Triathlon is an individual sport, but looking at you guys it seems like a team sport. Does the fact that you train and race together give you an advantage compared to the others?

Jonathan: It definitely gives us a huge advantage. Cycling teams ride for hours on end together every day, so they can work really well together. We have that same advantage in racing, we can work brilliantly together in the bike pack to try and keep each other towards the front and keep the pace high.

Alistair: It is definitely every man for himself when we get to the run though! 

On the bike you were in the front most of the time and attacking. How did you feel on the bike?

Alistair: I felt really good. To start off with we weren’t actually riding that hard, we just had a really good group that were working very well together. Then when Stu caught he did loads of work to keep the pace high.
Jonathan: Yeah, I felt good too. There was a bit of anxiety there after I realized I had a penalty though so I really want the pace on the bike to stay high to give me the best chance on the run.

On the bike course there were a lot of cornering and acceleration, how important was the SRAM and Zipp material you were riding?  (The brothers rode Zipp 404 Firecrest wheels and Service Course SL bars and stems as well as SRAM RED – 2012.)

Jonathan: It’s very important to have the lightest and most efficient kit going on your bike.
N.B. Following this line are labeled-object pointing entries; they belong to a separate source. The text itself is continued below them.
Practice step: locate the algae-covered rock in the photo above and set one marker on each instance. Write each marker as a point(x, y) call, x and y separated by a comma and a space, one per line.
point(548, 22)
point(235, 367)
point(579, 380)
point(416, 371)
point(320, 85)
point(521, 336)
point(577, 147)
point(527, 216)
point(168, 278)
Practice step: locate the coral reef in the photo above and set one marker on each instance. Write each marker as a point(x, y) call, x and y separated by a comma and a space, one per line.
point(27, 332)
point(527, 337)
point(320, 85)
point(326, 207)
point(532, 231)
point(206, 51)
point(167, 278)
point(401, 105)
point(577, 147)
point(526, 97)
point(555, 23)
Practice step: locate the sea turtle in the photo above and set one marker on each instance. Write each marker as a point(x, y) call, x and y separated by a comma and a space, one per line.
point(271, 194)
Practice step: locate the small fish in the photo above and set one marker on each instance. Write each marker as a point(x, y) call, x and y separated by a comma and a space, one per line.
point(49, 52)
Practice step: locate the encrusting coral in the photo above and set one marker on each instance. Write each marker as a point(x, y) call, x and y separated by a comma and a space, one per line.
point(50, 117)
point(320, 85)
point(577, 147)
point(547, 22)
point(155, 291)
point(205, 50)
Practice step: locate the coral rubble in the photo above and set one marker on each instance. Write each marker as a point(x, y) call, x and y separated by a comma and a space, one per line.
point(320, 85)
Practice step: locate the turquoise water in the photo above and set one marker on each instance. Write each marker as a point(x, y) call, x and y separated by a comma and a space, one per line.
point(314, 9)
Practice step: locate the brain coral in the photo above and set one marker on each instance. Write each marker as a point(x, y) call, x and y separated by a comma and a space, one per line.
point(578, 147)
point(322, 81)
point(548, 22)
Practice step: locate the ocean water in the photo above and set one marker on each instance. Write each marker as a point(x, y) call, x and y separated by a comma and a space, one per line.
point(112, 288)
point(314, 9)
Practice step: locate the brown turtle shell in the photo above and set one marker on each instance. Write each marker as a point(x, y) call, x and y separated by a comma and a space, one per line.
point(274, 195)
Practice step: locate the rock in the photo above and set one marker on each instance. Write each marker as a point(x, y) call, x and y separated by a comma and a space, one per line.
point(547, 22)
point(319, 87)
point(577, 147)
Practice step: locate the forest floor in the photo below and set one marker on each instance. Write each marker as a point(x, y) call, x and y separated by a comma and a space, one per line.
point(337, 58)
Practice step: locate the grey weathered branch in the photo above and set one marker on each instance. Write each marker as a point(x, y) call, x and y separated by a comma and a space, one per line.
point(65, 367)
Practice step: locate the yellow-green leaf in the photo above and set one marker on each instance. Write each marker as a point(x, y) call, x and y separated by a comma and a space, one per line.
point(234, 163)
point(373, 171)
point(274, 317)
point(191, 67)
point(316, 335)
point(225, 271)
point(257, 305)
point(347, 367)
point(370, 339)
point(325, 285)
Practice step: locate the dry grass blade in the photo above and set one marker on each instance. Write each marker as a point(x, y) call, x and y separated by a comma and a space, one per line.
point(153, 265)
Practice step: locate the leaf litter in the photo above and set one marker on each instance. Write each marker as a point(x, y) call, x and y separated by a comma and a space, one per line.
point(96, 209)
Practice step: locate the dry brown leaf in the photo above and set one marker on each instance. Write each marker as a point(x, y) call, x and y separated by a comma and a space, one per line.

It’s great to have the confidence that your bike isn’t going to fail and you already have an advantage over others in the bike pack.

Alistair: Zipp’s are the best wheels I’ve ever ridden. Very smooth for the straights, but so light and responsive when you are out of the saddle, accelerating away from the corners.

Is your bike equipment is crucial in helping to set you up and keep you fresh for the run?

Alistair: You want every advantage you can gain on the bike. Every watt of energy you save on the course is one you can use in the run. So it is absolutely crucial.

What’s the near future look like for both of you in terms of your next races and some time off?

Alistair: I am now out of contention for the World Series because of the racing I missed through injury earlier in the season. So I’m going to try a few different races for the remainder of the season, where I’ll get to try out a disc wheel hopefully!

Jonathan: I’m going to try and defend Alistair’s world championship title and keep it in the family. So I’ll be racing the grand final in Auckland. So really it’s just back to business as usual for me.